El recorrido realizado por la víctima se distribuyó en distintos rincones de la provincia. En primera instancia, la llevaron a la base militar que estaba instalada en el ingenio Santa Lucía. Allí, con los ojos vendados, escuchó voces y gemidos de otros detenidos. Una de esas voces atacó a los secuestradores: “¿Por qué la traen, pobrecita, está embarazada”. Este acto, que pudo haber sido visto como un gesto heroico o como un simple destello de sentido común, fue interpretado como una afrenta que le valió una violenta represalia a quien lo realizó. En aquella base militar estuvo sólo un día, luego fue trasladada.
En el segundo lugar -al que se refirió como “el lugar de la muerte”- fue donde se inició el calvario. Debido a las condiciones insalubres en las que se encontraba, se le endurecía mucho la panza y tenía contracciones casi todo el tiempo. “Me sacaban de noche y me ponían la picana en el vientre. Me la bajaban para la vagina, yo gritaba. La misma corriente parece que me desmayaba y después me sacaban de ahí”, contó. En una oportunidad, cuando la llevaron al baño, uno de los oficiales la obligó a mirarlo a la cara. En aquellas circunstancias, un hecho tan cotidiano como mirar a otra persona podía significar el fin. La muerte ya estaba instalada en todo el perímetro, ella misma escuchó de cerca la ejecución de un vecino de Santa Lucía, “Gatica”, a quien identificó por la voz. Para ella, reconocer a uno de sus captores era la sentencia de muerte. Todo esto se le cruzó por la cabeza en aquel cuarto de baño mientras miraba en silencio al hombre de uniforme azul, narigón y de pelo lacio que le devolvía la mirada. “Yo temblaba de miedo, lloraba y esperaba la muerte”, dijo. En ese lugar estuvo un tiempo considerable: en diciembre del 75 escuchó a sus captores festejar la Navidad y Año Nuevo.

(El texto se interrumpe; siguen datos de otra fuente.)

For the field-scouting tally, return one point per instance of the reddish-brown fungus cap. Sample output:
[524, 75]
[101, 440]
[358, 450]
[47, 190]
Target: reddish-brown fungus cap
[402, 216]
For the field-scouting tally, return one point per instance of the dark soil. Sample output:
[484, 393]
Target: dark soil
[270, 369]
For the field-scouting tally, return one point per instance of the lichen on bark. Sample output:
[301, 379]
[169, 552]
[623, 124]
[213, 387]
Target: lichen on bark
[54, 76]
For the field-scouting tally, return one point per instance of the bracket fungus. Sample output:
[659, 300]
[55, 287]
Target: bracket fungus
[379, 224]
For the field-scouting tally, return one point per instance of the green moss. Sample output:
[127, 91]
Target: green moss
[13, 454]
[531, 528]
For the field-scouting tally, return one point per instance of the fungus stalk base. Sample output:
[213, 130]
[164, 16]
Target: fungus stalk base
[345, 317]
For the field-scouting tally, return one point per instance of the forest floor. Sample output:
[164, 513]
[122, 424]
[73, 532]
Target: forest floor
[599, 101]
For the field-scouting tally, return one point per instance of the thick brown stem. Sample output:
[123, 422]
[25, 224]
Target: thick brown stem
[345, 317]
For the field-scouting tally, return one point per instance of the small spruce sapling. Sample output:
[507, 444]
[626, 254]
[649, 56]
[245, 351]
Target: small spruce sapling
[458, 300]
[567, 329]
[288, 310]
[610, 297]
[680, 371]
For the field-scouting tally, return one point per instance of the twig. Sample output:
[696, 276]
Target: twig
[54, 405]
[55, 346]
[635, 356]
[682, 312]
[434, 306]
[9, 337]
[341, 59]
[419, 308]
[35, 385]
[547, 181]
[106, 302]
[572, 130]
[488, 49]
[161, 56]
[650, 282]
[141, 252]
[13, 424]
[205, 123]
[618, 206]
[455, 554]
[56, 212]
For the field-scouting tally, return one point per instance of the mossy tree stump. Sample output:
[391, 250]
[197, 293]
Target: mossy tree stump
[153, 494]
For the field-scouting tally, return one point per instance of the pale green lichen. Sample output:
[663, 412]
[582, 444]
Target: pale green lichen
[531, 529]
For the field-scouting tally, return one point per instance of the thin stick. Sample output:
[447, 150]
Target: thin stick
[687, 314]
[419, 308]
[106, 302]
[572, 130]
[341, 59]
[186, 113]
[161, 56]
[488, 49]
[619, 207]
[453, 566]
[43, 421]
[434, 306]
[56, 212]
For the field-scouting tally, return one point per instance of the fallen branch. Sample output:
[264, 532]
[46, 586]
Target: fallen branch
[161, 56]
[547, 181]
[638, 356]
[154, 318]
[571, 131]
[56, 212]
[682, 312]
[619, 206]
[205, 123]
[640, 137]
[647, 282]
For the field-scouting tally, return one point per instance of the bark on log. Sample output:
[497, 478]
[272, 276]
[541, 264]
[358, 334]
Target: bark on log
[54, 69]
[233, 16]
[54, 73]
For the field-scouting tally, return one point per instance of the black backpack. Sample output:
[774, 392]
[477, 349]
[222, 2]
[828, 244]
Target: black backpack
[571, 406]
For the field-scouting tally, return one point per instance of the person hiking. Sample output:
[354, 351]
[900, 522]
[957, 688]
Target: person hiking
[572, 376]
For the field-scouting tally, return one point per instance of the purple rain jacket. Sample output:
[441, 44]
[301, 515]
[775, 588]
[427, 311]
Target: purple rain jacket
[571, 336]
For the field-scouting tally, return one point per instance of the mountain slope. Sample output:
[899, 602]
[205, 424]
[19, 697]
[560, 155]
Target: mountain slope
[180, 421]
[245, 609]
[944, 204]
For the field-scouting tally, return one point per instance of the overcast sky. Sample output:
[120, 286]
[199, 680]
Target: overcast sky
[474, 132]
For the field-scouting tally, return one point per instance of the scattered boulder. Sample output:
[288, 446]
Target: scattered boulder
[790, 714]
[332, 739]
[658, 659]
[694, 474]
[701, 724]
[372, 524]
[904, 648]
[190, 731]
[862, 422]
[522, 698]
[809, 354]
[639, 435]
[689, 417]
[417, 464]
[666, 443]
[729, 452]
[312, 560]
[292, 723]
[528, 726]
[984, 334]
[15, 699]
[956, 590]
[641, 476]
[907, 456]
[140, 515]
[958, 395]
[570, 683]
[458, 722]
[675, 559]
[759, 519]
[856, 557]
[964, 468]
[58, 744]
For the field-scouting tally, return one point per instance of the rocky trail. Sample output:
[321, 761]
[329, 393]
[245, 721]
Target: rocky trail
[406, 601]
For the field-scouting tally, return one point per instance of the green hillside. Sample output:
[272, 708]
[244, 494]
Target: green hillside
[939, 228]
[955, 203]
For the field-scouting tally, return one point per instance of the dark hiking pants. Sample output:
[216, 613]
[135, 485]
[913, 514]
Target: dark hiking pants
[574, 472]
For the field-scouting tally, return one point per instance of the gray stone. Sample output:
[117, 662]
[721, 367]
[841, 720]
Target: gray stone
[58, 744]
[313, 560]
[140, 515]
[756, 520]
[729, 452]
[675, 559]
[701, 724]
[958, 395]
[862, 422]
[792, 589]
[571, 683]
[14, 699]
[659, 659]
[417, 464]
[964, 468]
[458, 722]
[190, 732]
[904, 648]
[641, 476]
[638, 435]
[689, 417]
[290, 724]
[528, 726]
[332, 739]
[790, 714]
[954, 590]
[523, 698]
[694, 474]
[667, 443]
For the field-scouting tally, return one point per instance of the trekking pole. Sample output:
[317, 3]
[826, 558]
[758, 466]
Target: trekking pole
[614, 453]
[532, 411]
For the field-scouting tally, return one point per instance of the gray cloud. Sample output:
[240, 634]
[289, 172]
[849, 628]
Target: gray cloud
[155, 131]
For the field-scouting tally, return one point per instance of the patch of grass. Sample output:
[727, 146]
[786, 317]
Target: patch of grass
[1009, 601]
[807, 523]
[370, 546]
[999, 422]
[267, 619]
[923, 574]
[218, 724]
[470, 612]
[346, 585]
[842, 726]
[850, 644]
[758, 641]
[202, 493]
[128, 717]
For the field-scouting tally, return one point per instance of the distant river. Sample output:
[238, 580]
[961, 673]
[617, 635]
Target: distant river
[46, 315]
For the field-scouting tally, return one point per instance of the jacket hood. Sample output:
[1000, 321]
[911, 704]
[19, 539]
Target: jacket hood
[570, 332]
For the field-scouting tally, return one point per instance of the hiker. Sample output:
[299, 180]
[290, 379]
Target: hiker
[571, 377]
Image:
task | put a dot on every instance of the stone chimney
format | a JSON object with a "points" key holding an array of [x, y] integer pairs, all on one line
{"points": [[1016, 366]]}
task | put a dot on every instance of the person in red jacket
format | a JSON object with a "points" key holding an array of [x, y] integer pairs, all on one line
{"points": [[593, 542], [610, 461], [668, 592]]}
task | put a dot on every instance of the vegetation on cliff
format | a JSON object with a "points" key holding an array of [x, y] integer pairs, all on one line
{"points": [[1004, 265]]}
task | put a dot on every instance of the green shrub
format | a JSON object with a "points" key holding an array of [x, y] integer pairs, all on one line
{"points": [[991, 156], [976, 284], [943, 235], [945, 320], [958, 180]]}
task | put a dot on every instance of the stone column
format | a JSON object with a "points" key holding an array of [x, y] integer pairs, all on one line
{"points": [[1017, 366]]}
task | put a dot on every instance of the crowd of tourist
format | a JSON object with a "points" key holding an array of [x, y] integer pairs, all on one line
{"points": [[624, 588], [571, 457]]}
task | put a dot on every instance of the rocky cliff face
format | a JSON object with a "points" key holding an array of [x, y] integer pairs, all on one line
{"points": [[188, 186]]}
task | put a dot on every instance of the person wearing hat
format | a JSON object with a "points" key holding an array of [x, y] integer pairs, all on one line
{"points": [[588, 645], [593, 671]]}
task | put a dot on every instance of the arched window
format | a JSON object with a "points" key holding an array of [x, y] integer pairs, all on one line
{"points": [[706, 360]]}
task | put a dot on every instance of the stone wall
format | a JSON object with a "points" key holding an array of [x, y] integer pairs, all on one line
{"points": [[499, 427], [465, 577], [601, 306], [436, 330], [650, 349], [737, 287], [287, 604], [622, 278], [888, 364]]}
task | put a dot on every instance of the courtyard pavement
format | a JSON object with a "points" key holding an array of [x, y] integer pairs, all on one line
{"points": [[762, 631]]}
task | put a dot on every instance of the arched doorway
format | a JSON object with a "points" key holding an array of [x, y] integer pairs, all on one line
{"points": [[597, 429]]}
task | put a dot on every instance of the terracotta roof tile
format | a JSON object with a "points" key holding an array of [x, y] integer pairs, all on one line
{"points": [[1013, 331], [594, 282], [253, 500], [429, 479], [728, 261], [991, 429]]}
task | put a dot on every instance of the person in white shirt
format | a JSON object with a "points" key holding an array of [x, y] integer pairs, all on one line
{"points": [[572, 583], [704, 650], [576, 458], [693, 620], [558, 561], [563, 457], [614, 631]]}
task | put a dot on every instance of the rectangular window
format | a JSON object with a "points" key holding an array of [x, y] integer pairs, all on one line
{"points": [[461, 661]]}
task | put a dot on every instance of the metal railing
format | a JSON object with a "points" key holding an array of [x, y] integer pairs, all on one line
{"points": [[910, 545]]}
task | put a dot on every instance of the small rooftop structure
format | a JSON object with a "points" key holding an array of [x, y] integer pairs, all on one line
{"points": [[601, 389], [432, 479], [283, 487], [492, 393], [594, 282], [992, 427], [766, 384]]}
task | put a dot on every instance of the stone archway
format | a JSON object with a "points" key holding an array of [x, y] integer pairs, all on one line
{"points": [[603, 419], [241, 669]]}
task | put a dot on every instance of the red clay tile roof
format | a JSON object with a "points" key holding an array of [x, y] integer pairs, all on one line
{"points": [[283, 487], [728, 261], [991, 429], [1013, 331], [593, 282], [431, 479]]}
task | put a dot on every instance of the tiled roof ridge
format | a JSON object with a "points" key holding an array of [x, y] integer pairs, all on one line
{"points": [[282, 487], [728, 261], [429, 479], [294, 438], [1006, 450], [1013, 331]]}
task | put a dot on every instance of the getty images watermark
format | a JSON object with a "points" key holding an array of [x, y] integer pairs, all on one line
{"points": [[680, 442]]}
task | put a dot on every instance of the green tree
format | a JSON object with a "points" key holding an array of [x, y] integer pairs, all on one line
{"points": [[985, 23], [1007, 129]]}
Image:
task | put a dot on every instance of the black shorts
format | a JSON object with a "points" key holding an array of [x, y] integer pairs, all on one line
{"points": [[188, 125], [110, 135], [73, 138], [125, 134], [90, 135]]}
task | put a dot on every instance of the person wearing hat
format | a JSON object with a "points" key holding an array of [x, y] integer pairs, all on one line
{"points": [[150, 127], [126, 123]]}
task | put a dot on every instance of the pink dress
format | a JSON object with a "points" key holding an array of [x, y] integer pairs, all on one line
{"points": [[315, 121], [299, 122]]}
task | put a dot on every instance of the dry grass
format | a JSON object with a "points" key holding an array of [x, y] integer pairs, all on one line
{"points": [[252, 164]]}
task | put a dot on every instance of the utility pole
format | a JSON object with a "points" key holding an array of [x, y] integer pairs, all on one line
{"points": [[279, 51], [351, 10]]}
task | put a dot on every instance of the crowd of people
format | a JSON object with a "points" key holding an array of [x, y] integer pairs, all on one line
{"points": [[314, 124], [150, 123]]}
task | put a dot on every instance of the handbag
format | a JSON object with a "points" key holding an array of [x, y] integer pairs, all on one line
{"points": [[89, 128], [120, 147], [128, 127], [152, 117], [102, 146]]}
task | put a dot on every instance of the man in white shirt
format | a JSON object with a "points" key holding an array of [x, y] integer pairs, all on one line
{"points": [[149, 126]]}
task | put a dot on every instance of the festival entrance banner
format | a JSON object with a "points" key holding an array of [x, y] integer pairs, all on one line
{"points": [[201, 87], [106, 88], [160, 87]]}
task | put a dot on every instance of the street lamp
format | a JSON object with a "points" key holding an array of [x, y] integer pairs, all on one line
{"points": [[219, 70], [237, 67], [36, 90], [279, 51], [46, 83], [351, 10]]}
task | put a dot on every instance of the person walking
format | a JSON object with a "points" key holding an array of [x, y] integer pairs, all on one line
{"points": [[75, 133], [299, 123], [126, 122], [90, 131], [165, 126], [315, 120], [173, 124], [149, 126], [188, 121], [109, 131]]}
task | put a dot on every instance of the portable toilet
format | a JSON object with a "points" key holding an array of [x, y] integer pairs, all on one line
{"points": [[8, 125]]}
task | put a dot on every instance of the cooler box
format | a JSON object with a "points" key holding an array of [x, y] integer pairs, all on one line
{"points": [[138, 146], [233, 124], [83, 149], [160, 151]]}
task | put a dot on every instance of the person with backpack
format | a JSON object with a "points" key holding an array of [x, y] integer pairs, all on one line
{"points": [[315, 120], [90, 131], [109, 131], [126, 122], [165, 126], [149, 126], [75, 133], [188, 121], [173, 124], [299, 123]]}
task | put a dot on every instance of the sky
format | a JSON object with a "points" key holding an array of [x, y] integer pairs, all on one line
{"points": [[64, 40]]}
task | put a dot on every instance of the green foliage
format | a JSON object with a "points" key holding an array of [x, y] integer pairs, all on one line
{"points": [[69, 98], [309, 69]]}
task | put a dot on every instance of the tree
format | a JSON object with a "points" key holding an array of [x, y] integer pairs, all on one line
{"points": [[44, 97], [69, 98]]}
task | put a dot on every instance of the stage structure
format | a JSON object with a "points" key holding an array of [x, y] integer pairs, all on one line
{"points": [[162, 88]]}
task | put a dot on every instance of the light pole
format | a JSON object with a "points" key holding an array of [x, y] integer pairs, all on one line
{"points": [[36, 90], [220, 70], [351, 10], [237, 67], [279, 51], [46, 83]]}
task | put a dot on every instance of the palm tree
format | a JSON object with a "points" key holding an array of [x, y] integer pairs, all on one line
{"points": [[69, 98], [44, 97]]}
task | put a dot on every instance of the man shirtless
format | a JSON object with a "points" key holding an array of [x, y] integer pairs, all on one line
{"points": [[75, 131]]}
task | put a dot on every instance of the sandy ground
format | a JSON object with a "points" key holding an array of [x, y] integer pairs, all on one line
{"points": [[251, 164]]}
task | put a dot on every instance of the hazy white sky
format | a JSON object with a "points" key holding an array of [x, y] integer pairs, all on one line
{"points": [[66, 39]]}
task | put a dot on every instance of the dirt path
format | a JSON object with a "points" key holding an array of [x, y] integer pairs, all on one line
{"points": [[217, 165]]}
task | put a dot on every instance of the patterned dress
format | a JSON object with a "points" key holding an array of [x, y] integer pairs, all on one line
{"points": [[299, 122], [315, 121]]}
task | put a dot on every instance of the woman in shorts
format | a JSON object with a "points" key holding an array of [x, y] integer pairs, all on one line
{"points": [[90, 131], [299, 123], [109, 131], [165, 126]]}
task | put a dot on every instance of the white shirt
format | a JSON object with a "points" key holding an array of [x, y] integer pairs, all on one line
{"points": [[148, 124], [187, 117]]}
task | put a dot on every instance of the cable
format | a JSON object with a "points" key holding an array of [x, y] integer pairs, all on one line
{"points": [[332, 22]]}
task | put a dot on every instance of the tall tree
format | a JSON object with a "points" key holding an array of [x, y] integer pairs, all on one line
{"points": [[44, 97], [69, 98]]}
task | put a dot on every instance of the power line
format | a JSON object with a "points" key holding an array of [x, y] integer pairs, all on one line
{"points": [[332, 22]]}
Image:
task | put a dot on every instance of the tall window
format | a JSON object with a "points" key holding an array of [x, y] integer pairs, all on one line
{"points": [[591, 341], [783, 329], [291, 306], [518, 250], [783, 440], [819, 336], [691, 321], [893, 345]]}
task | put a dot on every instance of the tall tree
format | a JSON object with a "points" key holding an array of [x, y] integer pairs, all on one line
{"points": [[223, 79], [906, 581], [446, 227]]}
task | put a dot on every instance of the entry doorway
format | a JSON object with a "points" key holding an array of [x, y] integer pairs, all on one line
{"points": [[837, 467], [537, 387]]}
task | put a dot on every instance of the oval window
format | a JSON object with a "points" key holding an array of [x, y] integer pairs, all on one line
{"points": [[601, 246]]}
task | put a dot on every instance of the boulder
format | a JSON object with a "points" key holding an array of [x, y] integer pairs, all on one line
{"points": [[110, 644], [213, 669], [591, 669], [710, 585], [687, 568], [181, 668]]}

Una noche, la trasladaron a otro sitio. “Agradecé que te sacamos de acá, porque los que quedan aquí van a morir todos”, le habían dicho. Según testimonios que escuchó, este tercer lugar era la Jefatura de Policía. Allí empezaron las contracciones y los dolores de parto, fue entonces cuando la trasladaron al penal de Villa Urquiza, alrededor de febrero del ‘76. La víctima relató que en ninguno de los lugares donde estuvo secuestrada fue atendida por un médico para revisarla o chequear la evolución de su embarazo. En junio de ese año, un frío día de otoño, su hijo nació en el penal de Villa Urquiza. “Me permitieron tenerlo dos meses, después ya me lo sacaron porque me iban a enviar a Villa Devoto”.
Estuvo detenida en el penal de Villa Devoto -Ciudad Autónoma de Buenos Aires- por casi dos años hasta que le dieron la libertad en el año 1978. En ese lugar, el último del circuito, no le permitieron tener visitas. “Esto destruyó a mi familia”, sentenció, y agregó que su marido se mudó con su bebé a Buenos Aires y formó otra familia.
Unos dos años antes de éste histórico día, ella se reencontró con su hijo, quien hoy ya tiene 41 años.
La historia de la víctima, como tantas otras historias que se escucharon en el TOF, nos obliga a repensar el terrorismo de Estado que se desató con el Operativo Independencia en el año ‘75. Nos obliga a preguntarnos cuántas son las historias que quedan por escuchar y cuántas son las voces que aún no se pronunciaron contra las injusticias. Cuál fue el verdadero impacto del terror en la Argentina y de qué forma el Estado construyó -conscientemente y bajo un plan sistemático- centros clandestinos de detención, tortura y exterminio; además de otros mecanismos para sembrar el terror a lo largo del país. Cuántas son las familias, como las de la víctima, que resultaron destruidas irrevocablemente. Cuántos son los niños y niñas que nacieron en cautiverio. Son muchas las preguntas que, cuarenta años después, aún no encuentran respuestas.